The numbers Esser released Monday night used the corrected information.

Four counties — Snohomish, Jefferson, Douglas and Pierce — have not yet reported the results from all their precincts.

Esser said he hoped the information he was relaying would blunt talk of a legal challenge by the Huckabee campaign, which had complained Esser had called the race too early in favor of McCain. Saturday’s tally, which Esser announced with 87.2 percent of precincts reporting, had McCain winning 25.5 percent of the delegates; Huckabee 23.7 percent; Paul 20.6 percent, and Romney 16.5 percent. At that point, McCain was ahead of Huckabee by 242 delegates, with a sizable number left to count.

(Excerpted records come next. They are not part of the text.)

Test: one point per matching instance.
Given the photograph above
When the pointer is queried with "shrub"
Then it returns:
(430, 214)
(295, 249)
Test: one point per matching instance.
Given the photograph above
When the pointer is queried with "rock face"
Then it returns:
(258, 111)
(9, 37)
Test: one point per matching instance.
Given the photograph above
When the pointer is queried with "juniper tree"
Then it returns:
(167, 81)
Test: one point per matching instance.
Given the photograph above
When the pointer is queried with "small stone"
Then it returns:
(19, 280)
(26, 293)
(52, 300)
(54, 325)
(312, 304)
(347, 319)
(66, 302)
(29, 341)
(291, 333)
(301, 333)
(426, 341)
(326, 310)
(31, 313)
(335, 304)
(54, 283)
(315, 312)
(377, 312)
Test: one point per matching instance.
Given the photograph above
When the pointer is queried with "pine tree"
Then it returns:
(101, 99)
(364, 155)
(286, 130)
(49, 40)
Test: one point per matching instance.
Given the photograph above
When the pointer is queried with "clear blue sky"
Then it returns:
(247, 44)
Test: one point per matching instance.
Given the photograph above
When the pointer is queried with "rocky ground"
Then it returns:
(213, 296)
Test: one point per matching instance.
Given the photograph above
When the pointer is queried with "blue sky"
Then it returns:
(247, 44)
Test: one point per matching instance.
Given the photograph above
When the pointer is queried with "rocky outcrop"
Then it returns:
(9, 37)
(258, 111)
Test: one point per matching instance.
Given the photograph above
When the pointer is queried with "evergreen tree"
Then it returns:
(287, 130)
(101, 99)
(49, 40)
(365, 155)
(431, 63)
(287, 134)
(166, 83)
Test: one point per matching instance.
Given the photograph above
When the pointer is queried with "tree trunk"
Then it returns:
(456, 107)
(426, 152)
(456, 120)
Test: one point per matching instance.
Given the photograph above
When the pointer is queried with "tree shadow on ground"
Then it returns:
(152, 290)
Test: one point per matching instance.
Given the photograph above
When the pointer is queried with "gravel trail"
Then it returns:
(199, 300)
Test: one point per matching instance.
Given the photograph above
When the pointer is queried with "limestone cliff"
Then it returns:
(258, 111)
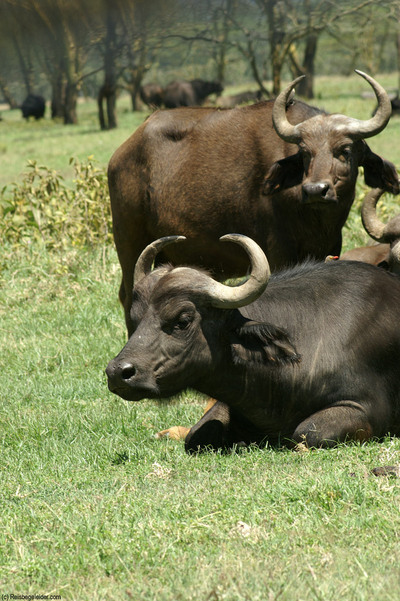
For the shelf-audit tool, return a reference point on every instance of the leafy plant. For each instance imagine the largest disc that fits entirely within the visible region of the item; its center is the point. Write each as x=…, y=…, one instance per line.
x=42, y=208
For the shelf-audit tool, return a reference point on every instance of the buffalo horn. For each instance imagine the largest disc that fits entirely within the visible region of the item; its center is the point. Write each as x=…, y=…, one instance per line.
x=365, y=129
x=372, y=224
x=146, y=258
x=355, y=128
x=284, y=129
x=232, y=297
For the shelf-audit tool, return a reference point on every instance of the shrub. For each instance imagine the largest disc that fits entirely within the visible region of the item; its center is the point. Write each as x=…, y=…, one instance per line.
x=42, y=208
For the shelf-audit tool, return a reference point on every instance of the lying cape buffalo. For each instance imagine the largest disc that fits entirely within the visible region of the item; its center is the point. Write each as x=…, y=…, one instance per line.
x=386, y=253
x=282, y=174
x=308, y=355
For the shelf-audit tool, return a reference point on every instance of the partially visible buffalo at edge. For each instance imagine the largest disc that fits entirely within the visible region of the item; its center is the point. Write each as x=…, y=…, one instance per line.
x=386, y=253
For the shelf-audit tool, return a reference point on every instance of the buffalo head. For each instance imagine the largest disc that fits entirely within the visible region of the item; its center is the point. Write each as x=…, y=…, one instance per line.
x=176, y=318
x=331, y=148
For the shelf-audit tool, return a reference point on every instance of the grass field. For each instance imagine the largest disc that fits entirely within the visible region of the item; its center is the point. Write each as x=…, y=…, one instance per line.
x=93, y=507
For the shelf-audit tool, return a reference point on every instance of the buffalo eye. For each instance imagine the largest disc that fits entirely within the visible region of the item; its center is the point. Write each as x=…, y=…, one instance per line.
x=179, y=323
x=343, y=154
x=184, y=320
x=306, y=155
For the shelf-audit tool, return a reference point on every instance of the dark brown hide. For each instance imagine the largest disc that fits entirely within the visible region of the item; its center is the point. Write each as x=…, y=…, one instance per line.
x=205, y=172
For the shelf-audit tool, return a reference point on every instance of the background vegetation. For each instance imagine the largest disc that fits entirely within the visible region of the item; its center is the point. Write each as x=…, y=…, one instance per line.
x=67, y=49
x=92, y=506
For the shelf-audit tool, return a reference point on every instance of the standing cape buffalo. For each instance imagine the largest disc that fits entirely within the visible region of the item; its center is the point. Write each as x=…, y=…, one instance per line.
x=284, y=178
x=152, y=94
x=189, y=93
x=314, y=356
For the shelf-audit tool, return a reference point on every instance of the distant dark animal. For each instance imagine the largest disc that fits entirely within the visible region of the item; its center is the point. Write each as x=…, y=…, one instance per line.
x=311, y=356
x=283, y=175
x=33, y=106
x=189, y=93
x=386, y=253
x=228, y=102
x=152, y=95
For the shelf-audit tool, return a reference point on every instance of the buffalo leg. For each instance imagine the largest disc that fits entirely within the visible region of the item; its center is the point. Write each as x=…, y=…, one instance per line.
x=222, y=428
x=180, y=432
x=338, y=423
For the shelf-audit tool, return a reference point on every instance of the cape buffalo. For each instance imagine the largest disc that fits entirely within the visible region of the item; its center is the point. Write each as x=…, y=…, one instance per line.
x=228, y=102
x=33, y=106
x=152, y=95
x=311, y=354
x=189, y=93
x=386, y=253
x=285, y=178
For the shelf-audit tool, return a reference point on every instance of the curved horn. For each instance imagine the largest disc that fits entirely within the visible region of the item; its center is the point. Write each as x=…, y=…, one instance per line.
x=146, y=258
x=233, y=297
x=372, y=224
x=365, y=129
x=284, y=129
x=355, y=128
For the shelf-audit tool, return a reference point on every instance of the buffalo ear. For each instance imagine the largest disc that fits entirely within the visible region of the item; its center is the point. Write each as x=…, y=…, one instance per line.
x=380, y=173
x=262, y=343
x=285, y=173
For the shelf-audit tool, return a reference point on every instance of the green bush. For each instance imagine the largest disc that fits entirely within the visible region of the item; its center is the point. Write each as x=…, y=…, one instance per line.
x=43, y=209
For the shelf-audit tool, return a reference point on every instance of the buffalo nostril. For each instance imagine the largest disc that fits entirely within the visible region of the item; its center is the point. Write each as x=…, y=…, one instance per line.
x=127, y=371
x=317, y=189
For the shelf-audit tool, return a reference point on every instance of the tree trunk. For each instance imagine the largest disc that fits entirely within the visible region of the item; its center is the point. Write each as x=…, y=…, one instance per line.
x=306, y=86
x=108, y=91
x=71, y=98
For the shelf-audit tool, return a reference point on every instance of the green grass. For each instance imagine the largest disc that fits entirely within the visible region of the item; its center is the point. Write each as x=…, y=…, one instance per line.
x=93, y=507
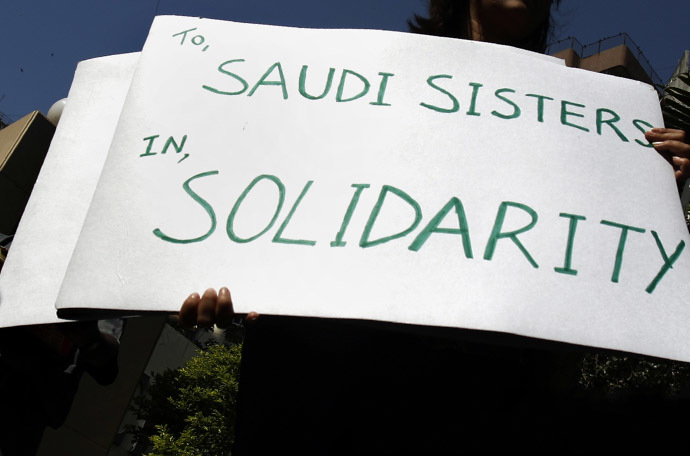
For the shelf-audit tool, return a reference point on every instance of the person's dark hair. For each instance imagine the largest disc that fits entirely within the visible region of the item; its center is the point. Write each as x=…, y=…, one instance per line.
x=451, y=18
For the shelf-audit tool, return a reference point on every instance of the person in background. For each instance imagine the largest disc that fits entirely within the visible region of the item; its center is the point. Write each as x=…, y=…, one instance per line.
x=334, y=386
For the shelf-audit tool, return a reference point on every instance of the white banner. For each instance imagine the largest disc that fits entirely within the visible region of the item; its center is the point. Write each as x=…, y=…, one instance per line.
x=387, y=176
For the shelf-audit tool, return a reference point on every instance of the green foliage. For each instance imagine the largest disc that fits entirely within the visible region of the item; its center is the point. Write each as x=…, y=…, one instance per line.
x=191, y=411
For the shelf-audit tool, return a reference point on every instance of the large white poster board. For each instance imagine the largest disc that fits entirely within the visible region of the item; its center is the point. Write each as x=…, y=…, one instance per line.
x=386, y=176
x=53, y=217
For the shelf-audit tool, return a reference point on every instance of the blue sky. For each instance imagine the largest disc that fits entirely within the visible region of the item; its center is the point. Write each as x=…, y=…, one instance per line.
x=42, y=40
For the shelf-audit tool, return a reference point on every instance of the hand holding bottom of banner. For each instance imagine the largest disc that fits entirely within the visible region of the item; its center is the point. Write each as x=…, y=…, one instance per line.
x=209, y=309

Esser said that by then, precincts had stopped reporting in for the night and his analysis made him confident that McCain’s lead would hold. The party resumed counting on Sunday.

Amid the furor over the results, former GOP Chairman Chris Vance tried to put it all into some perspective: The numbers reporting who won or lost may not matter much in the long run.

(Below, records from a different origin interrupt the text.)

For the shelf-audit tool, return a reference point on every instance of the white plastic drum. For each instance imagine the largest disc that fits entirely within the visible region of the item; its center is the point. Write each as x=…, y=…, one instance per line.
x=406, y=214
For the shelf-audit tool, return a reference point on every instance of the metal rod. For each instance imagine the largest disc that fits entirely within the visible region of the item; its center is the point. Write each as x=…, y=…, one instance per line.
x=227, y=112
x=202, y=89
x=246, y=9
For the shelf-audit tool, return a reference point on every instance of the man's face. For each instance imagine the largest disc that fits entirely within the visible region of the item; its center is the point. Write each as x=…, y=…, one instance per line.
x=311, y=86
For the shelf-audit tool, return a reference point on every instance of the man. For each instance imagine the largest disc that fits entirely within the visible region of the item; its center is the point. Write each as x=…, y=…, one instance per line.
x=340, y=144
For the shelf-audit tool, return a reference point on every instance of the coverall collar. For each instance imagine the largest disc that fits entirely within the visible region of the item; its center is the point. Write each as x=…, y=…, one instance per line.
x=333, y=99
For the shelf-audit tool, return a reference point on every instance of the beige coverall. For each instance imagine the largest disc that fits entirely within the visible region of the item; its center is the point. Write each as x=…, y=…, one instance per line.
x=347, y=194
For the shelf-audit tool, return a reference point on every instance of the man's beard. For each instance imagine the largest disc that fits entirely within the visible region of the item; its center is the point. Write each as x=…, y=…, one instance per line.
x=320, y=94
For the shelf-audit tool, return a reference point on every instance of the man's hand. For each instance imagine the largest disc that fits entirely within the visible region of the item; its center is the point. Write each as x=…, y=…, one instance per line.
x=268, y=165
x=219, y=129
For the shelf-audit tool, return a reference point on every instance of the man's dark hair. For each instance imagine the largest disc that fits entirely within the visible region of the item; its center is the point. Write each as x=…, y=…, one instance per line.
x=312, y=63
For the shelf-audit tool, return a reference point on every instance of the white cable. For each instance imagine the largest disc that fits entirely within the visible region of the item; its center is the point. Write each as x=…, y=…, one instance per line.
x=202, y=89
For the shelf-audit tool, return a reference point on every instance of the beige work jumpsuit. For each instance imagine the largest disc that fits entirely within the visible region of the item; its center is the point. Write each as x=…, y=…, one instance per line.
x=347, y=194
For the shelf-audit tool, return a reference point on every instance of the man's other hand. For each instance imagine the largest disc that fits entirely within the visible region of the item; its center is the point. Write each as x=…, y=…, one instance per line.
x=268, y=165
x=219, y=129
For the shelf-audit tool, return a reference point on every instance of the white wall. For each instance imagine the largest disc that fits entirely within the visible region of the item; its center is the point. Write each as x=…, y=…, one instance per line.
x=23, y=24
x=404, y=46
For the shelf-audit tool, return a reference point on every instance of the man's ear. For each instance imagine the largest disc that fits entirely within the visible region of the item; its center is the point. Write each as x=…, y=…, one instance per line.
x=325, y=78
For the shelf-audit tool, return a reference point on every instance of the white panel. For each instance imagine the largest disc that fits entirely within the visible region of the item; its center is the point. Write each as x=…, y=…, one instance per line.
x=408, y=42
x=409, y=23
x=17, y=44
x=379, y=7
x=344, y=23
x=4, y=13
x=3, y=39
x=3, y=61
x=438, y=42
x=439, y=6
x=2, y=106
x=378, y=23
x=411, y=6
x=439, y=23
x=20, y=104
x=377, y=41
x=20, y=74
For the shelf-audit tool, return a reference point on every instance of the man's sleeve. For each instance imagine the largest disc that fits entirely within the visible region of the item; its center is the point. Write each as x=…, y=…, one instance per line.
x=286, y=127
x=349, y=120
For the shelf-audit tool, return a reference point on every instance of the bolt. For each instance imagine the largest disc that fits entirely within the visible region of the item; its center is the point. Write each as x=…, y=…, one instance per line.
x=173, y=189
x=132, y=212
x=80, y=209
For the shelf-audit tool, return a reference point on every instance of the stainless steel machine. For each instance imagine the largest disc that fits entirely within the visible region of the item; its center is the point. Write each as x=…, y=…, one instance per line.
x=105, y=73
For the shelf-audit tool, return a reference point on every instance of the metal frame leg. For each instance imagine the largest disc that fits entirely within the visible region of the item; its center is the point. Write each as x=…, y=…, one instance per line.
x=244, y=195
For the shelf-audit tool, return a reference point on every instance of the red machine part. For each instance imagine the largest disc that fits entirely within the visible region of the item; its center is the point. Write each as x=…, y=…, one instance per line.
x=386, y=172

Due to the way Republicans select their delegates, the results could bear little resemblance to the presidential preferences of the 40 Washington state delegates ultimately sent to the GOP national convention in September.

“Nobody won or lost anything on Saturday,” said Vance, now a public affairs consultant and McCain supporter. “But every other state had been able to report a ‘winner,’ so there was expected there would be a ‘winner’ in Washington state.”

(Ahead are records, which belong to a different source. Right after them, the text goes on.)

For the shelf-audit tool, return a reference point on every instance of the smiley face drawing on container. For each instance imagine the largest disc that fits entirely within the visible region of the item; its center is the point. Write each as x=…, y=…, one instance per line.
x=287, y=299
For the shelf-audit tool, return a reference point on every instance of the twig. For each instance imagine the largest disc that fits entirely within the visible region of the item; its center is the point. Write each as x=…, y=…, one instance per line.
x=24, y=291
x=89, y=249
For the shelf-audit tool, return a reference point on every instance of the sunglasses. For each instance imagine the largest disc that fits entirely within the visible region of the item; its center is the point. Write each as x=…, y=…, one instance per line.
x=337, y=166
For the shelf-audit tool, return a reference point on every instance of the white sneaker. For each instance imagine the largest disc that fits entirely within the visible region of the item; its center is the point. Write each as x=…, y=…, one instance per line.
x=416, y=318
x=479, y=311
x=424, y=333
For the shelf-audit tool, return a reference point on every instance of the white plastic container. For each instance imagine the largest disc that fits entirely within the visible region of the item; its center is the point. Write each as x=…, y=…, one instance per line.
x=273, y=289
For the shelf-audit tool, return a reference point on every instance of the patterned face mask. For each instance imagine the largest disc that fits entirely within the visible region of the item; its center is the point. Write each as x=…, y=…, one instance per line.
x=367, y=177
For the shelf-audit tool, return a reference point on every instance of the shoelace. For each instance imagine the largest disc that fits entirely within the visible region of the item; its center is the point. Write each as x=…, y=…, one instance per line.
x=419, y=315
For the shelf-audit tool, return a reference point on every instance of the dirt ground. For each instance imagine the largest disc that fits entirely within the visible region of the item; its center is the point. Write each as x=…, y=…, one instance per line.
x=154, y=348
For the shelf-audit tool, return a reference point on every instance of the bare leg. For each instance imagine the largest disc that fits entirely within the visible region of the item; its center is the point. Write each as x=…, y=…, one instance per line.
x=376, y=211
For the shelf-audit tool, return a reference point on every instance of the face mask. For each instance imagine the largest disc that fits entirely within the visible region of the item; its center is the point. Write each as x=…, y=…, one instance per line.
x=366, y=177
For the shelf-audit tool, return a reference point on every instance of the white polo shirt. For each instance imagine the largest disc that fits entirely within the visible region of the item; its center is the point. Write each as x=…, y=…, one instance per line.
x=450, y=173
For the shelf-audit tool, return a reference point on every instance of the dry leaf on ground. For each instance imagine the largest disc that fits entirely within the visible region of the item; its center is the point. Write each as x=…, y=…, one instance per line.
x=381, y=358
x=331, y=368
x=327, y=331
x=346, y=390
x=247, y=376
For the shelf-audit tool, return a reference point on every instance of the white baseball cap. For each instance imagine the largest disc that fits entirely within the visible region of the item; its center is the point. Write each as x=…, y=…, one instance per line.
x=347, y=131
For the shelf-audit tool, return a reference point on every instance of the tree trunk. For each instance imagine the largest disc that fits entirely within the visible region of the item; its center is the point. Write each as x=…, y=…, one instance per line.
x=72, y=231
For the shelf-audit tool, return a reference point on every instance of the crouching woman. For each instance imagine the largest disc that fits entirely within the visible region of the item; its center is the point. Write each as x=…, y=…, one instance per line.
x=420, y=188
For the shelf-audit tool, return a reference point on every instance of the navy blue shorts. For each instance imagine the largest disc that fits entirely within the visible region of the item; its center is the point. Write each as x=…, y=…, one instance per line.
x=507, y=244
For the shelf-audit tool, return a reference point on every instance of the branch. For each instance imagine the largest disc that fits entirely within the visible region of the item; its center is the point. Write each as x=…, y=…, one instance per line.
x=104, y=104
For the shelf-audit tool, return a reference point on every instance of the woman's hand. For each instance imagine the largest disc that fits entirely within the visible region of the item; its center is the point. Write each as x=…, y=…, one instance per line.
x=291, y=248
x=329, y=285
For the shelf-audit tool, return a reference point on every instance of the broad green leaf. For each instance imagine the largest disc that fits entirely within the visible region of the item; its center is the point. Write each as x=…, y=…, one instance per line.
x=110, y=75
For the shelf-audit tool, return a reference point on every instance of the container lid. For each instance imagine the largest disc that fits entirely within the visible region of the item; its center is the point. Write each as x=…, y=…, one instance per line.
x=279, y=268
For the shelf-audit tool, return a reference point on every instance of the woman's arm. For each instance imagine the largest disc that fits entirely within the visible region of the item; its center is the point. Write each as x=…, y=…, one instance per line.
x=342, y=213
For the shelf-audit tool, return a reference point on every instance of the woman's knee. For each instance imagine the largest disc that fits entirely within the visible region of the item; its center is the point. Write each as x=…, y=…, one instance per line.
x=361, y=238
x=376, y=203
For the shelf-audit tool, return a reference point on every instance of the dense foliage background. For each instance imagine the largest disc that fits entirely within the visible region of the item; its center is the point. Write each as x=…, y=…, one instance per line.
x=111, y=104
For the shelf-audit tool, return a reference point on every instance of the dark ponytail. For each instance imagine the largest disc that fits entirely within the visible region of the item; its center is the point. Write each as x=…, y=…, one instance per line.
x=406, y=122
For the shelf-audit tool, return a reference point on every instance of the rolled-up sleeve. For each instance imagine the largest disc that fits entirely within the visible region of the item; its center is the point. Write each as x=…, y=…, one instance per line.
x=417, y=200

Here, the number of delegates elected at precinct caucuses means very little in terms of which candidate will ultimately get the most delegates heading into the national convention, he said. Delegates are “unbound free agents,” who are not required to vote for one candidate over another. They can tell people whom they’re supporting, but they can also change their minds, Vance said. Also, the roughly 16,700 delegates elected at Saturday’s precinct caucuses will be winnowed down at legislative district caucuses and county conventions. Those remaining will go to the state convention, where only 18 of them will be chosen — two from each of the state’s nine Congressional districts — to go on to the national convention.

And that only counts for a portion of Washington’s national delegates. Nineteen others will be allocated based on the state primary election on Feb. 19. The three remaining positions are “automatic” delegates — the state party chairman and two national-committee members.

“What happens before now and the state convention — there’s no way to know,” Vance said. “The Huckabee campaign either doesn’t understand that, which I doubt, or they’re just trying to use this to build up sympathy for poor Mike Huckabee who’s being persecuted by the Republican establishment in Washington state.”

James P. Pinkerton, a Huckabee spokesman, said earlier Monday that Esser’s Saturday announcement did have an impact. It “put a real stopper in our buzz. People think you have buzz, you go way up in the polls.”

And Alice Stewart, a Huckabee campaign spokeswoman, said their fight was important because it’s “about people who went to the caucuses — making sure their voices are heard.”